OrgAgent: Organize Your Multi-Agent System like a Company
Abstract Overview
This paper introduces OrgAgent, a company-style hierarchical multi-agent system that separates collaboration into governance, execution, and compliance layers. The framework defines corporate-inspired roles (CEO, CTO, COO, Drafter, Reviewer, Specialist, CSO, CCO) and supports multiple execution modes (DIRECT, LIGHT MAS, FULL MAS) and policies (STRICT, BALANCE, NOCAP, AUTO). The authors evaluate hierarchical and flat organizations across MuSiQue, MuSR, and SQuAD 2.0 using GPT-5 mini, GPT-OSS-120B, and Llama 3.1 8B. Results indicate that hierarchical organization generally improves performance over flat and single-agent baselines on MuSiQue and SQuAD 2.0, while also reducing token consumption relative to flat collaboration in all reported settings, though results on MuSR are mixed.
Novelty
The paper treats organizational structure itself as the central variable in multi-agent system design and evaluation, rather than focusing solely on local interaction mechanisms. It proposes a corporate-style hierarchy with explicit governance, execution, and compliance layers, combined with configurable execution modes and policies, and provides the first systematic empirical comparison of flat versus hierarchical MAS on general reasoning tasks.
Results
Hierarchical OrgAgent achieves the strongest results on MuSiQue and SQuAD 2.0 for all three tested models, with reported gains over flat MAS ranging from +18.97% to +123.99% on MuSiQue and +58.96% to +120.47% on SQuAD 2.0. It consistently uses fewer tokens than flat MAS, with reductions ranging from 46.38% to 79.31% across all benchmarks and models. However, on MuSR, flat organization outperforms hierarchical coordination for GPT-OSS-120B and LLaMA-3.1-8B.
Key Points
- OrgAgent structures multi-agent reasoning into governance, execution, and compliance layers with distinct corporate-style roles, a skill-based worker pool, and configurable execution modes and policies.

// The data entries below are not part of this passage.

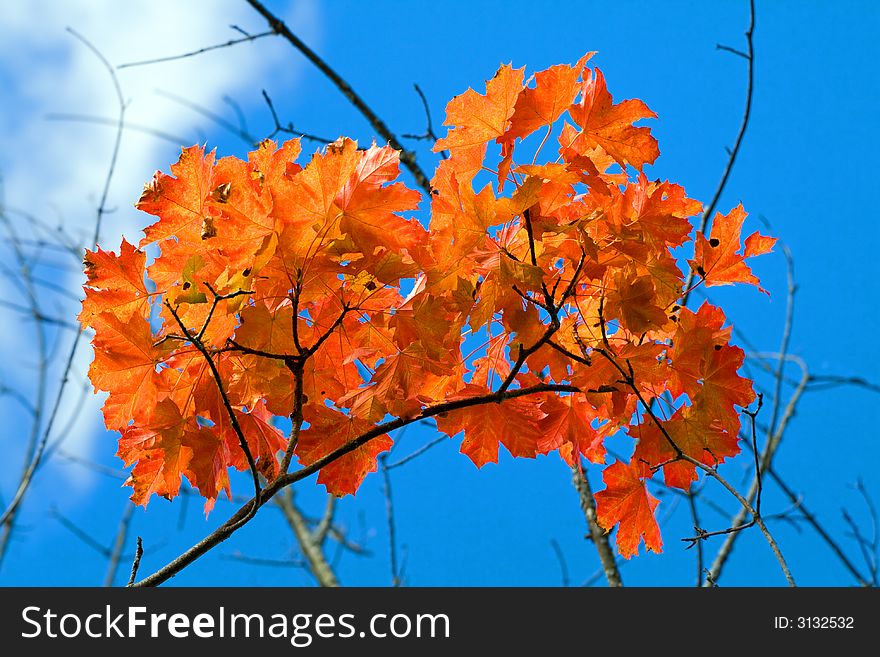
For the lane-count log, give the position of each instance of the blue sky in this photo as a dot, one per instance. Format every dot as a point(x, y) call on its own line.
point(804, 168)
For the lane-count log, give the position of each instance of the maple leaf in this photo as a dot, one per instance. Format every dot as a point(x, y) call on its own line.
point(513, 423)
point(695, 432)
point(179, 199)
point(115, 284)
point(555, 90)
point(125, 365)
point(626, 500)
point(567, 427)
point(481, 118)
point(291, 279)
point(633, 299)
point(716, 259)
point(611, 127)
point(158, 450)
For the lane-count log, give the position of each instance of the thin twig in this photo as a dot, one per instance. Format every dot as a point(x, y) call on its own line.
point(233, 418)
point(563, 566)
point(138, 553)
point(707, 215)
point(310, 543)
point(289, 129)
point(119, 544)
point(171, 58)
point(816, 525)
point(100, 120)
point(695, 518)
point(408, 158)
point(597, 534)
point(27, 478)
point(389, 513)
point(417, 453)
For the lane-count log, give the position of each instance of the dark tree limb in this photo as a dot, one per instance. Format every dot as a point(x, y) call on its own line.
point(408, 158)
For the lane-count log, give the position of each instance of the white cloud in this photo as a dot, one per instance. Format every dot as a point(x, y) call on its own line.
point(55, 170)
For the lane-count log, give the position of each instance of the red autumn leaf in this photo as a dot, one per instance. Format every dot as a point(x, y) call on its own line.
point(330, 430)
point(513, 423)
point(626, 500)
point(304, 291)
point(610, 126)
point(716, 259)
point(481, 118)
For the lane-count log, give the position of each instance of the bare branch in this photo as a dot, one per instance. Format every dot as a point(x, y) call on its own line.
point(138, 553)
point(119, 544)
point(310, 543)
point(389, 512)
point(171, 58)
point(408, 158)
point(563, 566)
point(707, 215)
point(597, 534)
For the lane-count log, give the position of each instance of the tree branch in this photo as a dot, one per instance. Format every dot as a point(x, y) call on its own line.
point(707, 215)
point(597, 534)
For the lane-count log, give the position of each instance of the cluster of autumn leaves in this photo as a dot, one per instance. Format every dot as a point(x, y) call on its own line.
point(268, 288)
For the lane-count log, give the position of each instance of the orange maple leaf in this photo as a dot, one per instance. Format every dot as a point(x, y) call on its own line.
point(716, 259)
point(626, 500)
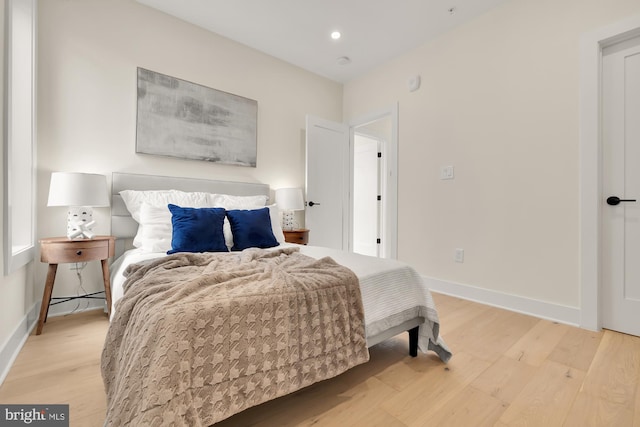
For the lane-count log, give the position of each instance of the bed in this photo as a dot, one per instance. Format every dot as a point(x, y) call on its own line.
point(377, 299)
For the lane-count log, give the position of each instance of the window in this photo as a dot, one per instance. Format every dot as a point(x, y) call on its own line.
point(19, 133)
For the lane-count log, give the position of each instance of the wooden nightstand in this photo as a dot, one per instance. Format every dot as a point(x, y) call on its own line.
point(300, 237)
point(57, 250)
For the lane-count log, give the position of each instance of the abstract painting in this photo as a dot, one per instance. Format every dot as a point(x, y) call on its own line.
point(181, 119)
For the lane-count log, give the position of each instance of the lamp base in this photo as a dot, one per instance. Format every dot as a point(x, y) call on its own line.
point(80, 222)
point(288, 222)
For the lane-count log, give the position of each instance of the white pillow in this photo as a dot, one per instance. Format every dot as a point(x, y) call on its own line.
point(134, 200)
point(229, 202)
point(155, 230)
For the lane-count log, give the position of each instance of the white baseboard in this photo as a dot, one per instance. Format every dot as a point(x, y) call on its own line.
point(532, 307)
point(12, 346)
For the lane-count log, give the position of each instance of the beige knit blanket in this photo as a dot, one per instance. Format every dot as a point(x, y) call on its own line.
point(199, 337)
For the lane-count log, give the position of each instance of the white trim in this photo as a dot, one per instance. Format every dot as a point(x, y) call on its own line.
point(590, 163)
point(542, 309)
point(12, 346)
point(390, 213)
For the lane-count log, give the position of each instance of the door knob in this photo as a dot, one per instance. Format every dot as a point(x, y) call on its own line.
point(614, 200)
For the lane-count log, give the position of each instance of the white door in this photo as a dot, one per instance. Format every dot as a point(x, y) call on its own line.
point(621, 178)
point(327, 215)
point(366, 189)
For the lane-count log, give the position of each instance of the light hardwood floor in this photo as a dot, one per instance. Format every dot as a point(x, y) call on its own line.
point(508, 369)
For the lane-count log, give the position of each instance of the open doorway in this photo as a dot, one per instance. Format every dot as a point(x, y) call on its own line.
point(374, 184)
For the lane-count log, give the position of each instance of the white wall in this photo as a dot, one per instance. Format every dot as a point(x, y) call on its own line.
point(88, 54)
point(500, 102)
point(16, 293)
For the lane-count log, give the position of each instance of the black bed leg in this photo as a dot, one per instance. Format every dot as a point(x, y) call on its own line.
point(413, 341)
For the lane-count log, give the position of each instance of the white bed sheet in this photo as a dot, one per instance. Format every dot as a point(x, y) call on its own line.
point(392, 291)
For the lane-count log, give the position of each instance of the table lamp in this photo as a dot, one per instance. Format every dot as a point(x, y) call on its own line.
point(80, 192)
point(288, 201)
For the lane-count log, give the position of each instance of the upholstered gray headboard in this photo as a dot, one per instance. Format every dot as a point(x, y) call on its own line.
point(124, 227)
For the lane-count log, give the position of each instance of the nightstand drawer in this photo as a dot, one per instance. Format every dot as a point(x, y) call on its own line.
point(62, 254)
point(64, 251)
point(301, 237)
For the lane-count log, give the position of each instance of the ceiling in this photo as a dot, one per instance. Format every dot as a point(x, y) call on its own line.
point(298, 31)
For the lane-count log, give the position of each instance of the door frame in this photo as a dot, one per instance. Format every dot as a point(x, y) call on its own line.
point(591, 177)
point(390, 168)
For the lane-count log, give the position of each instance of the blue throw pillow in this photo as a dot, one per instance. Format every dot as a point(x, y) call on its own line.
point(197, 229)
point(251, 229)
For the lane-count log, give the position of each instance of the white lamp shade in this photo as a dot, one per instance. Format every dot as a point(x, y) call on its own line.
point(289, 199)
point(78, 189)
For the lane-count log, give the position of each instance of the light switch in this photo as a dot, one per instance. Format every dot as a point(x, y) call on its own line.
point(446, 172)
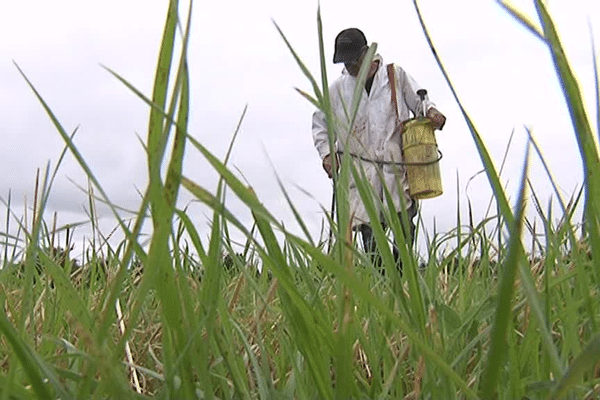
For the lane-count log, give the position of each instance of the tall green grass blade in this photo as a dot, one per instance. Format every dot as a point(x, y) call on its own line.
point(585, 361)
point(587, 144)
point(37, 371)
point(597, 82)
point(503, 206)
point(498, 342)
point(303, 67)
point(531, 26)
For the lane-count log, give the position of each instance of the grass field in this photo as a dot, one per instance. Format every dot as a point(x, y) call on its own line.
point(195, 319)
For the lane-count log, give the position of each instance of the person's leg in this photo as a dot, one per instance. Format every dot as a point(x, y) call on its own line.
point(369, 244)
point(409, 234)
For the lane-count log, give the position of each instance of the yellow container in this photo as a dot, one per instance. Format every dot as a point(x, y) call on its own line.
point(421, 157)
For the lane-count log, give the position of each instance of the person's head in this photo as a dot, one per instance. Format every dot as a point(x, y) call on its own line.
point(350, 49)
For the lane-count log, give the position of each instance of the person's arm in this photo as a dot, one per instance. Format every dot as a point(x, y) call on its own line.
point(409, 88)
point(321, 140)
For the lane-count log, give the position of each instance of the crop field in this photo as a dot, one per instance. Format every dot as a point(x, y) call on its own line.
point(287, 316)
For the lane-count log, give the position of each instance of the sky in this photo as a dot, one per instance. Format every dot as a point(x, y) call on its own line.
point(503, 76)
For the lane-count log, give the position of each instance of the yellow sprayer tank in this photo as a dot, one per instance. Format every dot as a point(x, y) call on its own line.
point(421, 158)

- Hierarchical coordination outperforms flat collaboration on MuSiQue and SQuAD 2.0 across all three models while consistently reducing token usage by 46–79%, though on MuSR flat organization remains better for GPT-OSS-120B and LLaMA-3.1-8B.
- Coordination behavior analysis reveals model-dependent skill specialization patterns and substantially higher abstention rates (up to 39.78%) on unanswerable SQuAD 2.0 questions under hierarchical policies compared to near-zero abstention in flat and baseline settings.